I got into journalism because I wanted to share my story and help others with similar experiences with being discriminated against or excluded or feeling othered to come forward – they might feel more comfortable talking to me, the migrant lesbian woman than say talking to someone like Pat Kenny who’s male and white. You go to a whole deeper level when you know that the person asking the questions has travelled the same path as you. Now, as a psychotherapist, this person might be sitting in front of a person who looks like them.
Our school children and students have become so diverse but when you look at the staff room, it’s like being back in 1950s Ireland again – so how is that kid growing up in that classroom going to feel? We need more diversity at these levels.
How do I champion your own human rights? –it’s challenged every single day. From the moment I wake up in the morning and my feet touch the ground, I feel I am challenged. I’m very different from the world I live in. I’m not just talking about ethnicity and sexuality. Even the way I parent, even the way I approach my own health and my family’s health would be very different. We take a very holistic approach. I’m so used to questioning everything.
There is a great definition of mental health that has always stuck with me – being able to live independently of the culture that you’re in. In very basic terms, if everyone around you decides to go right, and for some reason, going right doesn’t feel ok to me – I can follow my own instincts and go left. This doesn’t mean any judgement on those who go decide to go right, but for me going the other direction works best for me and I’m going to follow it.

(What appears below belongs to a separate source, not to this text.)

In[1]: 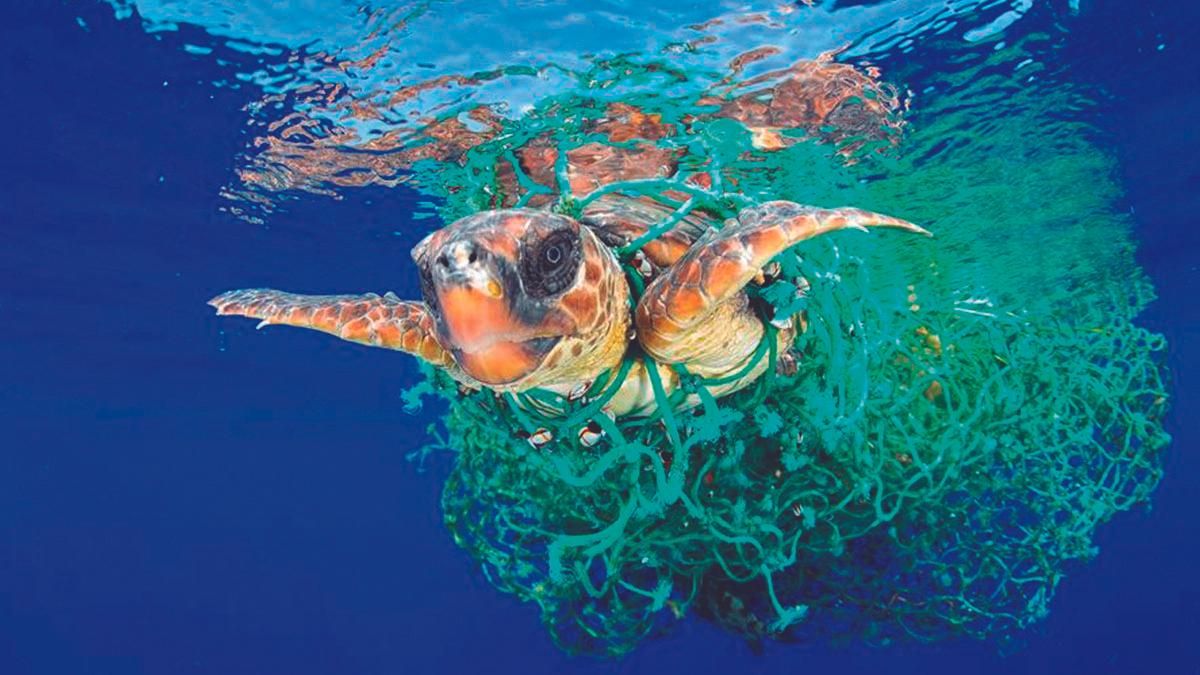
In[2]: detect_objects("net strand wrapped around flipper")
[405,93,1168,655]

If you start questioning something, and start seeing holes in it, you’re in the situation where you have to say, and now what? If this worked for your family and all your friends and the majority of those around you but not for you, you now have to figure your way out of it. It’s easier to leave the decision making to other people, because if things go wrong, you can blame others. But when you’re the one making the decision, you can only blame yourself if it doesn’t work out. It’s harder to take the other path.
This is an extreme example but if you are a child whose parents are abusive, you desperately want to believe they are good. Your very existence relies on it. And if you come to realise they’re not good, the sense of loss and desperation seeps in. It’s a paradigm shift when you can’t trust what you’re meant to trust. I learnt in therapy that my parents were my first abusers, before the sexual predator who abused me. I needed to believe they were good people until I got away from them and was able to look back and realise that never should have happened. They are human, they make mistakes.

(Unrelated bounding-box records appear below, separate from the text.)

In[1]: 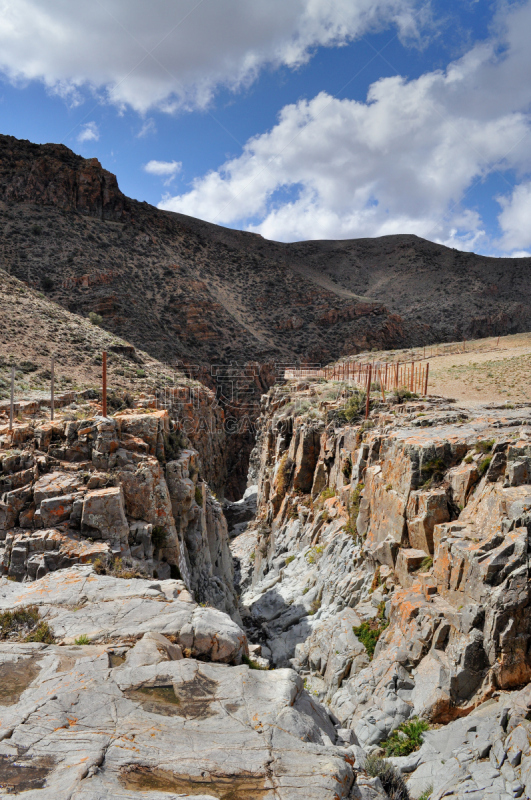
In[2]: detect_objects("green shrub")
[363,755,410,800]
[342,456,352,481]
[89,311,103,326]
[388,388,418,405]
[382,717,430,756]
[337,390,367,423]
[277,452,293,497]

This unknown piece, when you realise you can’t trust who you’re meant to trust can be very scary for people and I can completely understand why people wouldn’t go there.

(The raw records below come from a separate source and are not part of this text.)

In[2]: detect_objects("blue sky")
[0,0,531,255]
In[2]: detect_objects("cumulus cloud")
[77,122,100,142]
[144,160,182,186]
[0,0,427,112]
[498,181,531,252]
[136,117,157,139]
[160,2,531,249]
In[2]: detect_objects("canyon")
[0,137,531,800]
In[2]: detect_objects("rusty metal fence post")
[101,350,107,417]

At times, I feel like an explorer in a deep forest and I’m finding my way. There are very few people who have walked this path and I feel it. Some days it feels harder, some days it feels easier but I wouldn’t have it any other way.
What would you say to someone in your shoes? I would tell them ‘you are lovable’. I tell my kids that every night – you are loved and you are safe. I know not every child has the privilege to be in that situation. I wish I could tell that person in my shoes they are loved and safe but they might not be at that moment so I would tell them they are lovable and that they have the capacity to love themselves and keep themselves safe. If they are a child, I would tell them to live for the day they can get away. You are not what is happening to you right now, I would tell them. For the longest time, I thought what happened to me shaped who I am and defined me, but it’s a separate thing. You can choose who you become. Too many people fall down the road of addiction or bad relationships.
You deserve happiness. You can choose your own future.